Spatio-temporal development of suberized barriers in cork oak taproots

Abstract

Abstract The longevity and high activity of the cork cambium (or phellogen) from Quercus suber (cork oak) are the cornerstones for the sustainable exploitation of a unique raw material. Cork oak is a symbolic model to study cork development and cell wall suberization, yet, most genetic and molecular studies on these topics targeted other model plants. In this study we explored the potential of taproots as a model system to study phellem development and suberization in cork oak, avoiding the time constraints imposed when studying whole plants.
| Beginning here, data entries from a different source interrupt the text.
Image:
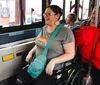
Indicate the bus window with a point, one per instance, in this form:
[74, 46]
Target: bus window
[9, 13]
[83, 9]
[33, 11]
[69, 6]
In roots, suberin deposition is found in mature endodermis cells during primary development and in phellem cells during secondary development. By investigating the spatio-temporal characteristics of both endodermis and phellem suberization in young seedling taproots, we demonstrated that secondary growth and phellogen activity initiates very early in cork oak taproots (approx. 8 days after sowing). We further compared the transcriptomic profile of root segments undergoing primary (PD) and secondary development (SD) and identified multiple candidate genes with predicted roles in cell-wall modifications, mainly lignification and suberization, in addition to several regulatory genes, particularly transcription factor and hormone-related genes. Our results indicate that the molecular regulation of suberization and secondary development in cork oak roots is relatively conserved with other species. The provided morphological characterization creates new opportunities to allow a faster assessment of phellogen activity (as compared to studies using stem tissues), and to tackle fundamental questions regarding its regulation.